Three weeks ago, upon finding out that the sale of our rental property was falling through and our renters are moving out, we decided to list our new home for sale. We intend to list the rental property as well and live in whichever one doesn't sell first. This has been a very up and down struggle for both Ken and I.
You see, when we built this home, we put A LOT of ourselves into it. I designed the floorplan myself to perfectly fit our family. We did much of the construction including the electrical, plumbing, flooring, cabinets, brick driveway, paint, and we just this week completed the finished walkout basement. Every detail of this house is a reminder of the year of serious labor we endured. Ken and I both have ongoing physical aches that still bother us 2 years later for the work we did on this house. But, I look out the window as I do dished, and I am greeted with the serene view of the lake and the reflections of trees bouncing off the glassy water. It somehow makes dishes seem not so bad. We love this house. Maybe too much. This is our struggle.

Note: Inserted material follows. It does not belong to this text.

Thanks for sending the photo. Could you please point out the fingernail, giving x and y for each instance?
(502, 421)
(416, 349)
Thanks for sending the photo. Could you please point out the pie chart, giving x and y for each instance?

This house has so much of us in it that it almost feels like part of the family. I know that sounds weird, but if you have every labored and toiled to create something perhaps you know what I mean.
Somewhere along the line, it became apparent to us that God was calling us to offer up our creation. Both of us stood in defiance of this at first, but eventually agreed that indeed we should put our dream home on the market. We both felt physically ill as we signed the real estate papers. Is this ,in a small way, how Abraham felt when God asked him to let go of his precious Isaac? Is God testing us to make sure we have not made an false idol of our dwelling place? I don't know. We obey His call on our lives, though we do not understand it. We are, in a sense, offering up our Isaac (meaning our home, not to be confused with our son, Isaac).